Опять дачу увидел он, но только был день — странный, нехороший и жуткий. Было знойно, и солнце светило, и пахло откуда-то тревожною гарью; а он прятался в прибрежных кустах и, дрожа от страха, смотрел в бинокль, как купаются женщины. И ярко-розовые пятна их тел увидел он, и голубое небо, казавшееся красным, и себя, бледного, с трясущимися руками и испачканными в земле коленями. Потом каменный город увидел он и снова женщин, равнодушных, усталых, с наглыми и холодными глазами. В глубину прошлого уходила вереница их раскрашенных и бледных лиц, и мелькали среди них усатые мужские физиономии, бутылки пива и недопитые стаканы, и в каком-то чаду кружились, танцуя, освещенные тени, и назойливо бренчал рояль, выбрасывая тоскливые, назойливые звуки польки.
— Не хочу! — тихо, уже сдаваясь, шептал Павел.
А воспоминания врезались в его душу, как острый нож в живое мясо. И все были женщины, их тела, лишенные души, отвратительные, как липкая грязь задних дворов, и странно-обаятельные в своей нескрываемой грязи и доступности. И всюду они были. Они были в циничных, едких, как купорос, разговорах и бессмысленных анекдотах, которые он слышал от других и сам рассказывал так мастерски; они были в рисунках, которые он рисовал и показывал со смехом товарищам; они были в одиноких мыслях и сновидениях, тяжелых, как кошмар, и притягательных, как он.
И, как живая, как то, что никогда не может быть забыто, встала перед ним ночь — угарная, чадная ночь. В эту ночь, два года тому назад, он отдал свое чистое тело и свои первые чистые поцелуи развратной и бесстыдной женщине. Ее звали Луиза; она была одета в гусарский костюм и постоянно жаловалась, что у нее лопаются рейтузы. Павел почти не помнит, как он был с нею, и помнит хорошо только свой дом, куда он вернулся поздно, незадолго до рассвета. Дом был темен и тих; в столовой стоял приготовленный для него ужин, и толстая котлета была покрыта слоем белого застывшего жира. От пива его мучила тошнота, и когда он лег, лепной потолок, скудно озаренный свечой, заколыхался, завертелся и поплыл. Он несколько раз выходил, пошатываясь, стараясь не шуметь и цепляясь за стулья, и пол под непривычными босыми ногами был страшно холодный и скользкий, и от этого необычайного холода становилось особенно ясно, что давно уже ночь и все тихо спят, а он один ходит и мучится болью, чуждою всему этому чистому и хорошему дому.
Павел с ненавистью оглядел свою комнату и противный лепной потолок и, покорный перед нахлынувшими воспоминаниями, отдался их страшной власти.
Он вспомнил Петрова, красивого и самоуверенного юношу, который совершенно спокойно и без страсти говорил о продажных женщинах и учил товарищей:
— Я никогда не позволю себе целовать продажную женщину. Целовать можно только тех, кого любишь и уважаешь, но не эту дрянь.
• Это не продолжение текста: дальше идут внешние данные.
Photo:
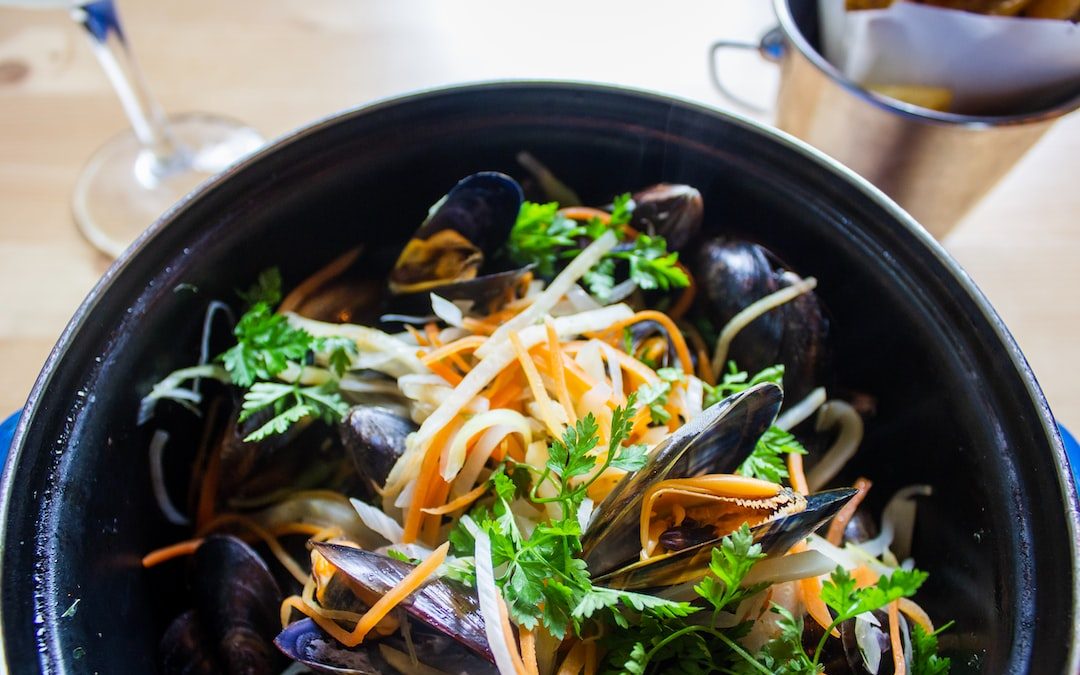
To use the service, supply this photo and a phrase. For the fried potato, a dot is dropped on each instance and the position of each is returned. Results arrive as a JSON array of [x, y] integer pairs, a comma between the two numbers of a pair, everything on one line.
[[933, 97], [1053, 9]]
— А если она тебя целует? — спрашивал Павел.
— Пусть!.. Я отвертываюсь.
Павел горько и печально улыбался. Он не умел поступать так, как Петров, и целовал этих женщин. Его губы касались их холодного тела, и было однажды, — и это страшно вспомнить, — он, со странным вызовом самому себе, целовал вялую руку, пахнувшую духами и пивом. Он целовал, точно казнил себя; он целовал, точно губы его могли произвести чудо и превратить продажную женщину в чистую, прекрасную, достойную великой любви, жаждою которой сгорало его сердце. А она сказала:
— Какой вы лизун!
И от нее он заболел. Заболел постыдною и грязною болезнью, о которой люди говорят тайком, глумливым шепотом, прячась за закрытыми дверьми, болезнью, о которой нельзя подумать без ужаса и отвращения к себе.
Павел вскочил с постели и подошел к столу. Там он передвигал бумаги, тетради, раскрывал их, опять закрывал, и руки его дрожали. А глаза его боком, напряженно, вглядывались в то место стола, где заперты были и сверху тщательно заложены бумагами принадлежности для лечения.
«Если б у меня был револьвер, я сейчас же застрелился бы. Вот в это место…» — подумал он и приложил палец к левому боку, где билось сердце.
И, сосредоточенно глядя перед собою, думая о том, у кого из товарищей можно достать оружие, он дошел до измятой постели и лег. Потом он задумался о том, сумеет ли он попасть в сердце, и, раскрыв куртку и рубашку, стал с интересом разглядывать молодую, еще не окрепшую грудь.